Chiunque abbia mai avuto a che fare con la fotografia pubblicitaria legata al cibo, sa che spesso quello che si nasconde dietro allo scatto è tutt’altro che commestibile,

Si chiama Food Styling, la preparazione del cibo per la camera (e per lo scatto). Lo scopo è renderlo appetibile, far venire l’acquolina in bocca. Qualsiasi mezzo è lecito, pur di raggiungere lo scopo. E così i cereali vengono immersi in colla vinilica (al posto del latte) e la vernice flatting diventa lo sciroppo che cola dai pancakes…  Non proprio da acquolina in bocca, quando sai la verità. 

Altro esempio sono i fantastici panini dei fast food… Fantastici visti in foto… meno fantastici quelli che poi ti consegnano al banco. 

Ma esiste un modo per esaltare il prodotto senza ingannare il cliente? Qualcosa che non deluda una volta aperta la confezione? 

Questo è quello a cui mi dedico da oltre dieci anni e posso rispondere con certezza che sì, si può. Ma bisogna avere una conoscenza dei prodotti e delle tecniche che non tutti hanno.  Questa conoscenza permette di realizzare opere meravigliose, spesso replicabili con gli stessi risultati anche dai consumatori a casa. 
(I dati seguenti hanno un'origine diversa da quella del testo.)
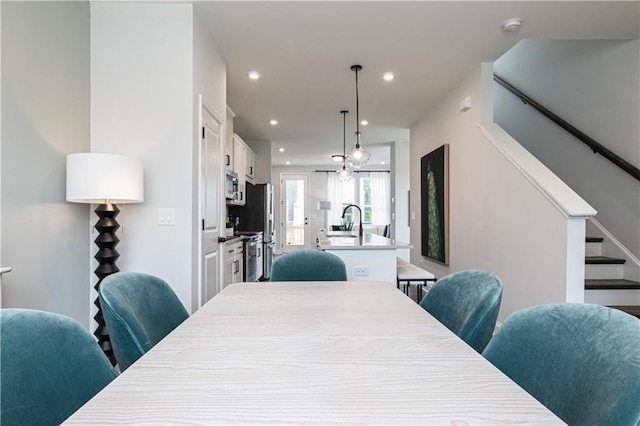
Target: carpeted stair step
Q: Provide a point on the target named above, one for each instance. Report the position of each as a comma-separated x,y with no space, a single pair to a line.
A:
611,284
595,239
631,310
603,260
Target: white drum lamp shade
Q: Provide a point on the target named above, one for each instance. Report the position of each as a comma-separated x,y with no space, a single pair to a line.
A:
104,179
95,178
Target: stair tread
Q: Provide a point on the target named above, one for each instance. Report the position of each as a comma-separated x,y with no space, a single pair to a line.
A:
611,284
603,260
595,239
631,310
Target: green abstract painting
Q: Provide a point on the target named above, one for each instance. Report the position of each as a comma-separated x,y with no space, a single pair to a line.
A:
434,182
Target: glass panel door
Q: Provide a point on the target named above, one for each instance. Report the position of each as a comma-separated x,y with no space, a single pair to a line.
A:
295,211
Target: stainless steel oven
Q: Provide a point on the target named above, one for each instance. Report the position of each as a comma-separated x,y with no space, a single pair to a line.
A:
252,250
267,254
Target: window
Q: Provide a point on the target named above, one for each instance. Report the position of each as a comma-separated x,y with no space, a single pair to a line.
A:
370,191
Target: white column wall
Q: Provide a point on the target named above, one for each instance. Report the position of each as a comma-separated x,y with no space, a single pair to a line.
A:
142,106
45,116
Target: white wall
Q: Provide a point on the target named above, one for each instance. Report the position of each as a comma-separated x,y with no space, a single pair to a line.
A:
142,72
400,176
45,115
499,221
595,86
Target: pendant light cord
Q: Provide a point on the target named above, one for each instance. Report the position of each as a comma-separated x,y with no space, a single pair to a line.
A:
357,105
344,137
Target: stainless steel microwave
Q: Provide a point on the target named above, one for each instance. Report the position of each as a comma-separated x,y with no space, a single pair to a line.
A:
231,185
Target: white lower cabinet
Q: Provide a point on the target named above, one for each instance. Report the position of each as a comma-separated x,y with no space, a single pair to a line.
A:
233,262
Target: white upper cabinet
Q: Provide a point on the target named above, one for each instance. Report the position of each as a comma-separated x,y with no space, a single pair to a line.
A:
240,166
250,171
228,139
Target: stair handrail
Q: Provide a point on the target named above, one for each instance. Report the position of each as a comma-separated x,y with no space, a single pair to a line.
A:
595,146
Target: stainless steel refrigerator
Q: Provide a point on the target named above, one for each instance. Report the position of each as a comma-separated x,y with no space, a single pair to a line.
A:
255,216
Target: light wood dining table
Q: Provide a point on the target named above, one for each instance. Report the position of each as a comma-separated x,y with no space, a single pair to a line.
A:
352,352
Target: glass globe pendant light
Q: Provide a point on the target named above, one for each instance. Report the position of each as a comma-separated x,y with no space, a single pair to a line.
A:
358,157
344,174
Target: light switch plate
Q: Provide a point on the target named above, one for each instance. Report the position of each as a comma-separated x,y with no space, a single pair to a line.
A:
166,217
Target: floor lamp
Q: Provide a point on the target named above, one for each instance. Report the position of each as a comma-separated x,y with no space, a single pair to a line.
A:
104,179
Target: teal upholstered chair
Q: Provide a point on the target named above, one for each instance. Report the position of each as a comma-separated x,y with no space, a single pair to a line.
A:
467,303
581,361
308,265
50,366
140,310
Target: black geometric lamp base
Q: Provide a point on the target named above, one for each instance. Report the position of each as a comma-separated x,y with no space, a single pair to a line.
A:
106,256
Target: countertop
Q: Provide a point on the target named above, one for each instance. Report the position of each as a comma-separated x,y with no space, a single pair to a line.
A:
350,241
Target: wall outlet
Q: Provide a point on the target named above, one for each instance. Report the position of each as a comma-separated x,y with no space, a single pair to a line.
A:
166,217
361,271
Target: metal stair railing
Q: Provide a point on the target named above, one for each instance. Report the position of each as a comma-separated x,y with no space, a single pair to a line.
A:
595,146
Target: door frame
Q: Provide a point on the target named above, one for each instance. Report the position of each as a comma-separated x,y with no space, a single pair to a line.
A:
283,237
198,288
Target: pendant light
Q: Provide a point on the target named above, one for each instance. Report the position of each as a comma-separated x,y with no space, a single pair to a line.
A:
344,174
358,157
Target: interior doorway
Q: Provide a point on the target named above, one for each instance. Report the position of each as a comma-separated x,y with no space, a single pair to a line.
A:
294,211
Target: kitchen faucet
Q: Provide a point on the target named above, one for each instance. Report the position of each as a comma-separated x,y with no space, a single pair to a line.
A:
360,233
Uno dei tanti clienti con cui ho collaborato è Fumagalli Salumi. Con 12 dei loro prodotti ho realizzato 12 piatti-scultura che sono stati fotografati tal quali, senza trucchi e senza “aiutini”… non ce n’era bisogno. 

Il prodotto è stato messo al primo posto… e si vede! 

Altro altro grande vantaggio di questo tipo di comunicazione pubblicitaria è che rende il prodotto il vero protagonista del messaggio; non, come spesso avviene, una comparsa in una storia che racconta altro.